On Wed, 3 Jul 2019 at 19:41, Rob Clark robdclark@gmail.com wrote:
On Wed, Jul 3, 2019 at 9:33 AM Leif Lindholm leif.lindholm@linaro.org wrote:
On Tue, Jul 02, 2019 at 03:48:48PM -0700, Rob Clark wrote:
There is one kernel, and there are N distro's, so debugging a users "I don't get a screen at boot" problem because their distro missed some shim patch really just doesn't seem like a headache I want to have.
The distros should not need to be aware *at all* of the hacks required to disguise these platforms as DT platforms.
If they do, they're already device-specific installers and have already accepted the logistical/support nightmare.
I guess I'm not *against* a DT loader shim populating the panel-id over into /chosen.. I had it in mind as a backup plan. Ofc still need to get dt folks to buy into /chosen/panel-id but for DT boot I think that is the best option. (At least the /chosen/panel-id approach doesn't require the shim to be aware of how the panel is wired up to dsi controller and whether their is a bridge in between, and that short of thing, so the panel-id approach seems more maintainable that other options.)
I am leaning like Ard towards preferring a configuration table though.
Ok, if you want the DT loader to propagate UEFIDisplayInfo to a config table, I can update the drm parts of my patchset to look for that in addition to /chosen/panel-id
That removes the question of no runtime services (needing to manually cache things, at least until EBBR 1.2 (?) is out and in use), and means we don't have to use different paths for DT and ACPI. Now we have UEFI in U-Boot, do we really need to worry about the non-UEFI case?
I've mixed feelings about requiring UEFI.. I definitely want to give qcom an incentive to turn on GOP and full UEFI boot for future android devices. OTOH there are quite a few devices out there that aren't UEFI boot. But I guess if drm falls back to /chosen/panel-id we are covered.
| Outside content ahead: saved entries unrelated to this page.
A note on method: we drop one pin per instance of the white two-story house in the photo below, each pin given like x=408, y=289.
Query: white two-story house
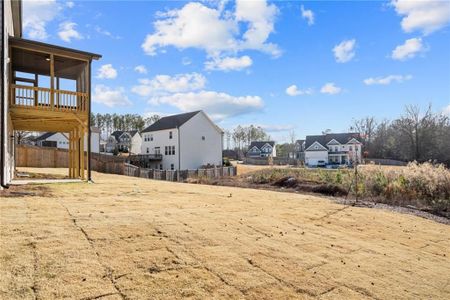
x=262, y=149
x=333, y=149
x=185, y=141
x=124, y=141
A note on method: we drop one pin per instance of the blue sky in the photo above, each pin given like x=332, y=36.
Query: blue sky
x=302, y=66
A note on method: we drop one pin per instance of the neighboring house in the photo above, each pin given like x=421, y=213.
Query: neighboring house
x=60, y=140
x=31, y=95
x=333, y=149
x=183, y=141
x=262, y=149
x=124, y=141
x=299, y=150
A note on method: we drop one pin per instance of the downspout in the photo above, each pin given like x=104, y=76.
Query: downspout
x=179, y=149
x=2, y=135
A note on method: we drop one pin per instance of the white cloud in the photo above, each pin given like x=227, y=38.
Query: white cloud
x=229, y=63
x=408, y=50
x=217, y=105
x=308, y=15
x=186, y=61
x=387, y=80
x=344, y=51
x=107, y=72
x=36, y=15
x=214, y=31
x=260, y=19
x=102, y=31
x=110, y=97
x=141, y=69
x=446, y=111
x=276, y=128
x=163, y=84
x=67, y=32
x=424, y=15
x=293, y=90
x=330, y=88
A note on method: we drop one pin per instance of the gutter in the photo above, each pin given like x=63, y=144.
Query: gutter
x=3, y=184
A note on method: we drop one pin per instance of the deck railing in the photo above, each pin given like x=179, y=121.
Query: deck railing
x=44, y=98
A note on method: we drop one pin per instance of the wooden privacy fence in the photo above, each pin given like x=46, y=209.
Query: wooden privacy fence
x=275, y=161
x=49, y=157
x=178, y=175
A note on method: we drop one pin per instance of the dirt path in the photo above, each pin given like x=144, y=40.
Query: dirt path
x=130, y=238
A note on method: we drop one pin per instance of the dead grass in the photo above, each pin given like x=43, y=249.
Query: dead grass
x=131, y=238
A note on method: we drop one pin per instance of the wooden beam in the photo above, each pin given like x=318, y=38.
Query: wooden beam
x=52, y=82
x=82, y=152
x=70, y=154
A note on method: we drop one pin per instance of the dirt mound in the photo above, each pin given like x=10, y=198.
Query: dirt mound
x=286, y=182
x=330, y=190
x=311, y=187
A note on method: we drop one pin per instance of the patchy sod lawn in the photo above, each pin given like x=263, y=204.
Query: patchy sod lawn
x=132, y=238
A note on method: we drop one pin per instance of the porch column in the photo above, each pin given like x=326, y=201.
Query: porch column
x=88, y=162
x=82, y=152
x=70, y=154
x=52, y=82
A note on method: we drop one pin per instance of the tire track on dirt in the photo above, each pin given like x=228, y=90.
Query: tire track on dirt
x=107, y=269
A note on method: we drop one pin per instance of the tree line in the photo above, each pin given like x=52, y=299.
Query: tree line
x=420, y=135
x=108, y=123
x=242, y=136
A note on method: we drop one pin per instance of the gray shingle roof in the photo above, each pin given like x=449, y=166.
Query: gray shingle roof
x=259, y=144
x=323, y=139
x=116, y=134
x=44, y=136
x=170, y=122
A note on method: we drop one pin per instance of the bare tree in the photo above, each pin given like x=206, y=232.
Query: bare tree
x=366, y=127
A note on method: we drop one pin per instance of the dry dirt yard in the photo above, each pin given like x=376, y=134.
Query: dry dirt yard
x=131, y=238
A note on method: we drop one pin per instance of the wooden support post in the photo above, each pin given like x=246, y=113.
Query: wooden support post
x=77, y=154
x=70, y=154
x=52, y=82
x=88, y=99
x=57, y=95
x=36, y=93
x=82, y=152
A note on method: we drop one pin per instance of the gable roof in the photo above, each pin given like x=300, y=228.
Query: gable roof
x=44, y=136
x=323, y=139
x=260, y=144
x=171, y=122
x=116, y=134
x=132, y=132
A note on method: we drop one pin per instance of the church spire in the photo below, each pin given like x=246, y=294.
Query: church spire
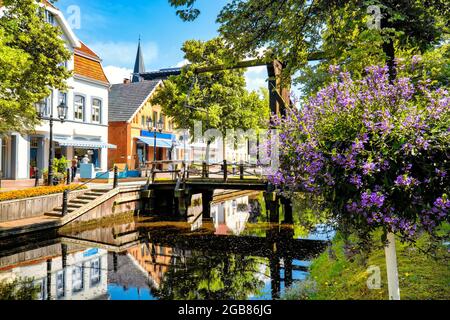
x=139, y=66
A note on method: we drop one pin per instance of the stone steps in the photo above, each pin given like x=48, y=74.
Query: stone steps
x=79, y=202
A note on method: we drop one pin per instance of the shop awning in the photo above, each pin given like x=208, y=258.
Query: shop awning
x=160, y=143
x=84, y=144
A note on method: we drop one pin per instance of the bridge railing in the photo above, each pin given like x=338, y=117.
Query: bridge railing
x=202, y=169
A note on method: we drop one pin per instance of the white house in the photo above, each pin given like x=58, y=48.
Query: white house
x=85, y=129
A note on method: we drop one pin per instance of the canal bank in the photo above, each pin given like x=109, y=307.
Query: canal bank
x=423, y=274
x=166, y=257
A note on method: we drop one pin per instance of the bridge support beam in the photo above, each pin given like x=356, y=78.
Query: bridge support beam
x=207, y=197
x=272, y=206
x=183, y=201
x=287, y=210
I am a bit fearful of problems arising from different distros and users using different versions of shim, and how to manage that. I guess if somehow "shim thing" was part of the kernel, there would by one less moving part...
Sure, but that's insurance against bindings changing non-backwards-compatibly - which there are ways to prevent, and which streamlining the design for really isn't the way to discourage...
Distros have no need to worry about the DT loader - the whole point of it is to remove the need for the distro to worry about anything other than getting the required drivers in.
I'm a bit more concerned about DT loader getting into the business of DT fixup.. I guess if we don't do that, it is less of a concern. But if we relied on it to fixup DT for installed panel, we could probably make it work semi-generically on existing devices that have bridge and panel wired up same way. But seems like some of the 835 laptops have bridge hooked up as child of dsi bus instead. And someday we could see devices using dsi directly, etc.
(It would be really nice to see DT loader able to pick the correct .dtb based on smbios tables tho ;-).. but maybe different topic)
I think this is the only sane way of doing things: the DT loader, which is tied much more closely to the platform, does whatever it needs to do to infer from UEFI variables and/or ACPI or SMBIOS tables which bundled DT it installs, and whether/how it needs to fix things up. This indeed constitutes a moving part separate from the OS, but this is the only way that scales. Getting DTs for these devices into distros is *not* what we should be doing.
I'd know if user had kernel vX.Y.Z they'd be good to go vs not. But *also* depending on a new-enough version of a shim, where the version # is probably not easily apparent to the end user, sounds a bit scary from the "all the things that can go wrong" point of view. Maybe I'm paranoid, but I'm a bit worried about how to manage that.
Until the hardware abstractions provided by the system firmware (ACPI) is supported, these platforms are not going to be appropriate for end users anyway. No matter how many not-quite-upstream hacks distros include, they won't be able to support the next minor spin that comes off the production line and is no longer compatible with existing DTs.
yeah, that will be a problem.. and also switching to older kernel after upgrading when in-flight dt bindings evolve. Having one less moving part would be nice.
The whole point of the discussion we have been having for years is that for production use cases, we should not be dealing with evolving in-flight DT binding in the first place. If we ship a DT loader with a certain version of the binding and there is a need to change it, we can only do so if we retain support for the old binding as well.
Maybe if adding a config table for UEFIDisplayInfo, you could also add one for DT loader version, so (at least if user is able to get far enough to get dmesg) we could see that more easily?
I'd prefer it if the DT loader were in charge of creating the UEFIDisplayInfo config tables, but given that we'll need to deal with platforms that don't implement runtime variable services, it is something I would be able to live with in the stub.
In summary, working around platform limitations that prevent us from delivering an accurate DT to the OS should preferably be addressed in a platform specific pre-OS component. I haven't had the chance to look at leif's code yet, but from what I understand, we have pretty much what we need with the exception of the panel/gop variable handling, no?